En 2010, el edificio cambió de manos. Siguió abandonado, y hasta llegó a estar ‘okupado’. Dos años después, en abril de 2012, el Ayuntamiento decidió intervenir ante el riesgo que suponía el inmueble: en primer lugar inició la puesta en marcha medidas de seguridad para evitar que se viniera abajo, que concluirán en junio.

A preguntas de UPyD, los responsables de Urbanismo del Ayuntamiento explicarón en comisión que “la rehabilitación del edificio no ha llegado a empezar nunca”. “No hay ninguna licencia que la ampare. Se ha requerido a los propietarios que tomen medidas de seguridad, pero [la petición] no ha fructificado”, añaden.
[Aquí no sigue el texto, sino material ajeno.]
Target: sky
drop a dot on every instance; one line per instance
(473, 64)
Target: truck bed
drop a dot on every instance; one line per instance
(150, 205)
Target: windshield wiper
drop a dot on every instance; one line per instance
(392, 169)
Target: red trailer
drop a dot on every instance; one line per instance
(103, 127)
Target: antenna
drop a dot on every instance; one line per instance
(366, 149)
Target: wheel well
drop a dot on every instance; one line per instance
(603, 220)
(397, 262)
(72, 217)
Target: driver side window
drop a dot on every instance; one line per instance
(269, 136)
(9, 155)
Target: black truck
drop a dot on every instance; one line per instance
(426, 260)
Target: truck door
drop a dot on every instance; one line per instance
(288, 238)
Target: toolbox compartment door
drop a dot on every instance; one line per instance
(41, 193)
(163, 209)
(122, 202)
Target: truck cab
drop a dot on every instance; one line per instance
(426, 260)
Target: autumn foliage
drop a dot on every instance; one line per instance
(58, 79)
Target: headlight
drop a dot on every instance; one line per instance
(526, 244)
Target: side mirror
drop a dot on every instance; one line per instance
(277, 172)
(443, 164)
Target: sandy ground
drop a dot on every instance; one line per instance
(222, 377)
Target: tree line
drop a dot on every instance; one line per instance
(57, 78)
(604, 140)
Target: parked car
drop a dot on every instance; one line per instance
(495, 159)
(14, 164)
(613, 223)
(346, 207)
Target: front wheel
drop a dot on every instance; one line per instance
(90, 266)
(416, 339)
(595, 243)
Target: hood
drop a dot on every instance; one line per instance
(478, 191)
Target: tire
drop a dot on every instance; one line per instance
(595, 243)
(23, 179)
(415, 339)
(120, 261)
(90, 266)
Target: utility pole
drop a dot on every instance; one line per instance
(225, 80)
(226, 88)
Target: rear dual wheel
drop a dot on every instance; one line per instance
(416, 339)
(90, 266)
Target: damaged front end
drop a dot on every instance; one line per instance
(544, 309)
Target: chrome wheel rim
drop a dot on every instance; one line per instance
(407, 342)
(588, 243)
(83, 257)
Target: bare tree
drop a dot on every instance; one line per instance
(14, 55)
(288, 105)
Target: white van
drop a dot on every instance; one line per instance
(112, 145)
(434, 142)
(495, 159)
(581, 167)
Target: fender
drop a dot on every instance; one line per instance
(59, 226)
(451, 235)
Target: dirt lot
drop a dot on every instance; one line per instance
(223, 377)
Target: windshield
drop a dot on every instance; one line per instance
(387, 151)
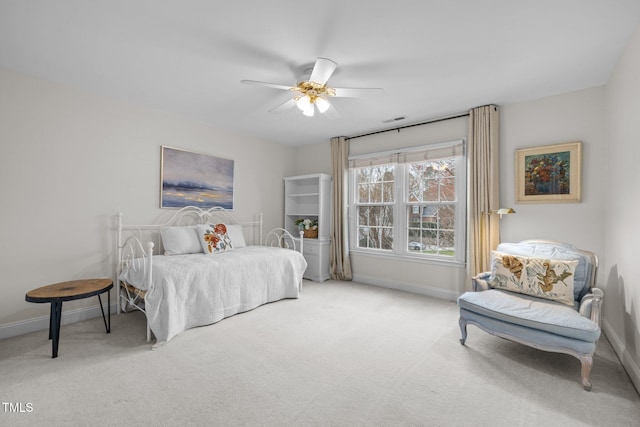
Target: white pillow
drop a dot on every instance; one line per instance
(180, 240)
(236, 235)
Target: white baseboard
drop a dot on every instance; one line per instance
(439, 293)
(42, 323)
(625, 358)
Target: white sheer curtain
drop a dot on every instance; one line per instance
(339, 261)
(484, 187)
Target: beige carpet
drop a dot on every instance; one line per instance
(343, 355)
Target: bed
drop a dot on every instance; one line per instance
(207, 266)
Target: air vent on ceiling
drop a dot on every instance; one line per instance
(395, 119)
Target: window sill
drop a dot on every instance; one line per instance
(409, 258)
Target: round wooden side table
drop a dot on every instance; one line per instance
(69, 291)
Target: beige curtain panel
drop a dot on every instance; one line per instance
(484, 187)
(339, 261)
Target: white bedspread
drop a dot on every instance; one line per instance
(198, 289)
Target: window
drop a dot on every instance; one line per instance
(410, 203)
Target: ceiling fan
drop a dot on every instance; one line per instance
(314, 93)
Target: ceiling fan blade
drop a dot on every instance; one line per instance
(322, 71)
(289, 103)
(273, 85)
(355, 92)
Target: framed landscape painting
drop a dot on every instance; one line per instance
(192, 179)
(549, 173)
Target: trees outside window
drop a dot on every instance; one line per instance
(412, 208)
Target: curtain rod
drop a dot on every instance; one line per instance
(410, 126)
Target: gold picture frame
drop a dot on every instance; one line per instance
(549, 174)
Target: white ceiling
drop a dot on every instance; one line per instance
(434, 58)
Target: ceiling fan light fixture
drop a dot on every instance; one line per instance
(322, 104)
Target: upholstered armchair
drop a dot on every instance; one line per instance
(541, 294)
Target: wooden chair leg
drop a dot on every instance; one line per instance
(587, 364)
(463, 330)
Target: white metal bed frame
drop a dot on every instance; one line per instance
(132, 253)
El Ayuntamiento ha tenido pues que apuntalar la fachada y retirar los contrapesos colocados en la vía pública. Luego reparará la cubierta y las plantas inferiores en ejecución subsidiaria, es decir, pasando la factura a los dueños por su negligencia.

¿Cuándo desaparecerá ese cadáver de la calle San Bernardo? “Es imprevisible porque hay mil recursos” en marcha, asegura el Ayuntamiento.

Ayuso y sus socios trasladaron la librería Fuentetaja y sus 150.000 volúmenes al otro lado de la calle San Bernardo, al número 35, donde reabrieron el local semanas después de escapar del edificio en ruinas. Ganaron espacio, con dos plantas y sótano y una pequeña cafetería para leer. Cerraron definitivamente hace unos meses.